Best Wood For Wood Burning Stove or Fireplace

Anyone who regularly uses a wood burning stove or fireplace knows that not all wood produces the same results. Certain wood produces more heat, other crackles nicely or produces less creosote build-up in your fireplace. So if you’re asking what is the best wood for a wood burning stove or fireplace, the answer is going to be different for everyone. To help you make this decision, here’s a guide on different types of firewood.

Hardwood or Softwood

best firewood for wood burning stove

You’ve probably heard of the term hardwood, but most likely in reference to floors. But what is the difference between hardwood and softwood firewood?

Hardwood is a more dense type of wood. It burns hotter and longer, so you’ll need lesser amounts to keep your house warm. However, it’s more expensive in comparison to softwood. And since it’s so dense, it’s harder to split the logs.

Hardwood trees: maple, oak, birch, ash, and fruit trees.

Softwood, on the other hand, is easy to split and is good for starting the fire. The negative, though, is that it creates creosote build-up. It’s also highly flammable and burns out very quickly. So it isn’t the best option for heating a home.

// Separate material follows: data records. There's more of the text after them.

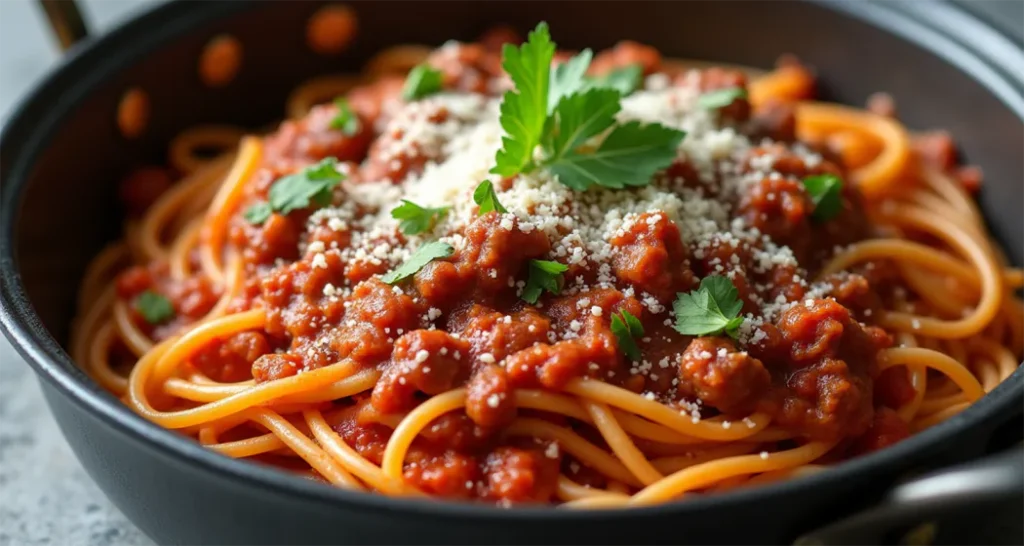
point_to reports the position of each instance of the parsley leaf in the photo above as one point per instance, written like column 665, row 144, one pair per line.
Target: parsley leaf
column 578, row 118
column 628, row 329
column 544, row 275
column 345, row 121
column 825, row 194
column 711, row 309
column 423, row 255
column 416, row 219
column 312, row 185
column 486, row 199
column 258, row 213
column 720, row 97
column 568, row 78
column 422, row 81
column 626, row 79
column 154, row 307
column 630, row 156
column 299, row 191
column 524, row 110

Softwood trees: pine, alder, balsam, and spruce.

Seasoned vs Unseasoned

When choosing firewood for warming up your home, your first pick should be seasoned wood. It produces the best results for the ideal fire with better burning and more heat. Seasoned means that it has gone through a process of drying, which can take between 6 months up to a year. Preferably over a year.

Freshly chopped wood has up to 50% of water content. Burning such wood will only result in a lot of smoke, which is a strong pollutant. Also, green wood doesn’t light easily and it’s difficult to keep it burning.

You can tell the difference between the two just with a simple inspection. Seasoned wood will look white and dry on the inside. It will also usually have darkened ends with visible splits. Seasoned wood is also relatively lightweight and it’s less aromatic than green wood.

Freshly cut wood, on the other hand, will look like it just came out of the lumber mill and will generally have the same color of the exposed surface.

What To Look For When Buying Firewood?

There’re three main heating values that you should look for when choosing the best firewood for your wood burning stove or fireplace. They’re the following:

  • Density. The denser the firewood, the more heat per volume it can produce.
  • BTUs. This value shows the amount of heat you can get per unit of wood.
  • Coaling quality. If the firewood forms coals after burning, the fire will burn longer.

Top 3 Hardwoods


This tree gives the nicest burning firewood. It might take longer to dry it in comparison to other types of firewood. Usually, at least a year. But once it’s properly dried, it will burn slowly and produce an ample amount of heat. The only downside is that it’s difficult to ignite oak, so you might have to find some other type of wood to use as kindling to start the fire.

White Birch

Another great choice is birch firewood. When seasoned, it will burn well and provide medium to high heat. It also readily ignites and when burning looks really nice in the fireplace. But keep in mind that it can come at a cost, as it burns very quickly.

Hard Maple

Maple is another hardwood, so it is also more dense and durable. This equates to better and hotter burning. Due to its density and heaviness, it also burns very slowly, even slower than other good hardwoods, such as oak and hickory. However, the blaze might not be as hot.